I can feel the story congealing in my head. Jimmy also tells me that we likely had dinner at a local institution called John Muer Seafood, and he’s right. Our client was a regular and we sat center stage and ate fish, fish, and more fish, and washed it down with a sea of 15-year-old single malt scotch. The room was dark and clubby, and the service was flawless and deferential. We closed the meal with a special cocktail, made just for us. It was a heavy concoction infused with licorice and back-room deal-making. They might as well have served it in a hollowed-out cigar.
Hold on for a second, someone’s at the door…

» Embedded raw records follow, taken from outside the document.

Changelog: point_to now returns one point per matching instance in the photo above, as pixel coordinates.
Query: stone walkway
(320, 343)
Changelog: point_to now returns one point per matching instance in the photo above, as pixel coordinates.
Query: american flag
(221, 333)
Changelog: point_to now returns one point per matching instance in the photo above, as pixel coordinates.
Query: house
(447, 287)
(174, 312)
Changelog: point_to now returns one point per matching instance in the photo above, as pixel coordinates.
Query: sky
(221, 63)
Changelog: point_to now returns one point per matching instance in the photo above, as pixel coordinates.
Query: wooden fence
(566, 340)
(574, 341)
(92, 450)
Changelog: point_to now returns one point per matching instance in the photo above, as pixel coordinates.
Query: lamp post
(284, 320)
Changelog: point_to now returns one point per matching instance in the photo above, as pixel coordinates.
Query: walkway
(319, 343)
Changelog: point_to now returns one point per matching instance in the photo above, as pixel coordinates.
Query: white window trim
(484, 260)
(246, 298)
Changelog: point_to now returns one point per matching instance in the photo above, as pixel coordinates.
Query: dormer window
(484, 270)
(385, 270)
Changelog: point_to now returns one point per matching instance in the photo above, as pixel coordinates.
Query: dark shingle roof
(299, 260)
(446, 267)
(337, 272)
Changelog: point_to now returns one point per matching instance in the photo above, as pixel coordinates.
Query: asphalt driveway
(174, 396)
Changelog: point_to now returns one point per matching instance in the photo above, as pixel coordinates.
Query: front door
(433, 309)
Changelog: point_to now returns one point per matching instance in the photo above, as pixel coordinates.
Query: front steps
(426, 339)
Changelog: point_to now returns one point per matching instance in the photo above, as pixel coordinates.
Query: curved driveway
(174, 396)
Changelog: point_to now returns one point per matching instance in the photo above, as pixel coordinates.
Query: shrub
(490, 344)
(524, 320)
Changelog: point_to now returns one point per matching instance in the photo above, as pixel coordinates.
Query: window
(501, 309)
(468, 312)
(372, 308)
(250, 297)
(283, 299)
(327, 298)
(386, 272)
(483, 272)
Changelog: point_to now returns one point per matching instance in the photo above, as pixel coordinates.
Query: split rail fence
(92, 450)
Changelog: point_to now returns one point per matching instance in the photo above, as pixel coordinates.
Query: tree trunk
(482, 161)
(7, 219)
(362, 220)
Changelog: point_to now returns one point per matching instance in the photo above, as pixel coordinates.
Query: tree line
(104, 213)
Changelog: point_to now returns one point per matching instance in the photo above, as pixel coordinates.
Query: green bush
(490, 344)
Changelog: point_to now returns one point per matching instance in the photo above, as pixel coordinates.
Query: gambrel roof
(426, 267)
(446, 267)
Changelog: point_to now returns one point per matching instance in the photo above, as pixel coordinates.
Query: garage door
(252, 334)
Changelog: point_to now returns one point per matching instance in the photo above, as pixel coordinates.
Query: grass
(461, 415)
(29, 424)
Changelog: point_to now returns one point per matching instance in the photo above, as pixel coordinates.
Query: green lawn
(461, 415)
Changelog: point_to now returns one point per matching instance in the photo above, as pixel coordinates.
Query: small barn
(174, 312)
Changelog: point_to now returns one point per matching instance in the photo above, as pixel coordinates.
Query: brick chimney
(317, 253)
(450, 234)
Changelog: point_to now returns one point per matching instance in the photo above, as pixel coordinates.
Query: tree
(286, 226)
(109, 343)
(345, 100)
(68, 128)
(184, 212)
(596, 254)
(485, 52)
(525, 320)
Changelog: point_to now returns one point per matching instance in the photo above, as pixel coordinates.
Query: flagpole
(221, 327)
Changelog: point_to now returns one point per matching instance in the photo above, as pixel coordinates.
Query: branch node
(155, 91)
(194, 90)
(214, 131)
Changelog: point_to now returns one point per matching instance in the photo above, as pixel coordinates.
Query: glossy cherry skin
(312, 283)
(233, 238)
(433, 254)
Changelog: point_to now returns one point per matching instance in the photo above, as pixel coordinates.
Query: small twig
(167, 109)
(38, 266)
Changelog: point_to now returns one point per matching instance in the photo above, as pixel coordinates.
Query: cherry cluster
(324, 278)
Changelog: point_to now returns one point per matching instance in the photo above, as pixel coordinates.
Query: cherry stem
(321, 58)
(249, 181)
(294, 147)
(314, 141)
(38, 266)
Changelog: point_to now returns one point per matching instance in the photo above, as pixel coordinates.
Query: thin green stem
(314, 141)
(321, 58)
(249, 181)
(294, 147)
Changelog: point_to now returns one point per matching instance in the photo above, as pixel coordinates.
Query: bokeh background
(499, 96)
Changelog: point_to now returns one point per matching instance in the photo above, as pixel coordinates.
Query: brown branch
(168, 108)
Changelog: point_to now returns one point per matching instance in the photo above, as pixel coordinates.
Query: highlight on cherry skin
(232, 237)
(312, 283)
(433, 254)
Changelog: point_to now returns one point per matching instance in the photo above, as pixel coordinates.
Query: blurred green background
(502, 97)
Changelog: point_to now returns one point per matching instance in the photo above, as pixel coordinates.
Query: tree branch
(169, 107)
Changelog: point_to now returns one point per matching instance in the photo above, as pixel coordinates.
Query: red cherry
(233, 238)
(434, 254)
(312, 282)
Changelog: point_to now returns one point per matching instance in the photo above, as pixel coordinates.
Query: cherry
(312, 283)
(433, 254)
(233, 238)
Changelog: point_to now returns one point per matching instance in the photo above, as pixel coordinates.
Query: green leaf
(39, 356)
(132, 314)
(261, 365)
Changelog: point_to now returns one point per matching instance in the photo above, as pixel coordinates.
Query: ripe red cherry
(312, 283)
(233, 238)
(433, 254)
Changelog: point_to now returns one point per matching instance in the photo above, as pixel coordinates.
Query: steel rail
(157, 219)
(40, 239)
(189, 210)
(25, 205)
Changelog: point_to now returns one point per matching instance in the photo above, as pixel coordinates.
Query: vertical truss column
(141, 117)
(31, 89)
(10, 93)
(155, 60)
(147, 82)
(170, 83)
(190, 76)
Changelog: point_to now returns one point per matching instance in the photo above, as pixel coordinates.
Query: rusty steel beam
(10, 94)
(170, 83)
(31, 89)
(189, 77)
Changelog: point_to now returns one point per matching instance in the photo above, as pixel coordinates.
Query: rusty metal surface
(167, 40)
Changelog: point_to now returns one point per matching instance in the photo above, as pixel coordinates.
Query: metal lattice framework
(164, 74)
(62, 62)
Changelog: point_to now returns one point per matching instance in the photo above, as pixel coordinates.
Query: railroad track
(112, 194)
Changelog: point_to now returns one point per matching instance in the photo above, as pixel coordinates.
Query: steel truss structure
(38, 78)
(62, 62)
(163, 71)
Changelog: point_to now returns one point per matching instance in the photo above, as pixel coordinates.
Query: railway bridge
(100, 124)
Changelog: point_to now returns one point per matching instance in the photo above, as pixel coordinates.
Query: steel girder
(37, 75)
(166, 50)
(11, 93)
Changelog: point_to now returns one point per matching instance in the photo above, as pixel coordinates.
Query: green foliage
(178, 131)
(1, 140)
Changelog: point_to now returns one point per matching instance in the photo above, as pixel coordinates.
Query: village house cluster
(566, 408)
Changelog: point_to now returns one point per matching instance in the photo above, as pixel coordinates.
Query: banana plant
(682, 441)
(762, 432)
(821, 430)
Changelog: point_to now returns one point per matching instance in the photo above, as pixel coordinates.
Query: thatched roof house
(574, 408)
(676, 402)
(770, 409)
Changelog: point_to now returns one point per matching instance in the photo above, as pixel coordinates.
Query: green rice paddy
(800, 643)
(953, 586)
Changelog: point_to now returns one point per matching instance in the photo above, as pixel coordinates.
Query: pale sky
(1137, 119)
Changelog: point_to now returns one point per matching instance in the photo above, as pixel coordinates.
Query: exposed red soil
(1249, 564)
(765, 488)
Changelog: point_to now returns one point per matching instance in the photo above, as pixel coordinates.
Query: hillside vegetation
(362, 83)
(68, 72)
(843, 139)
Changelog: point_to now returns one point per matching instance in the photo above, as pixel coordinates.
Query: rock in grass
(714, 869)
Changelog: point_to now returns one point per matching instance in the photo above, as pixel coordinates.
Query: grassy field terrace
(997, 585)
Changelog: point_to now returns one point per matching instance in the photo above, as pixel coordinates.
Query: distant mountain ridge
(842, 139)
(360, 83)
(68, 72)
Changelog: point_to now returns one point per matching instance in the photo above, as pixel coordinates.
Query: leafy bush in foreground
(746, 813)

As I wait, my mind drifts back to Mark Fidrych and old Tiger Stadium. I was a Yankee fan growing up, so I watched a lot of “away” games. I was a Ron Guidry guy—Louisiana Lightning. His slider was so wicked it sliced off kneecaps. Then there was Fidrych, that herky-jerky spastic fuck. Talking to the ball, pacing, patting the mound. How could you root against that—or him? I was going to ask Jimmy if he ever saw The Bird pitch live. But I thought better of it. My imagination had already assigned him to a barstool in a small joint near enough the stadium where he could hear the action—as he sat with one eye on the TV and the other on the pool table because he was up next. Jimmy is wearing a dark suit, white shirt, and pencil-thin tie. He might be drinking Canadian Club whisky but it's pretty dark in there, so it's had to tell.
Sorry about that. UPS.
The call drops before I can respond. Damn it.
I was going to ask him Lafayette or American?
So much to discuss but the famous Fidrych vs Yankees Monday Night Baseball showdown was on my 11th birthday, and I was there with my grandfather. Despite the sellout, we parked free at a church in Corktown where he knew someone.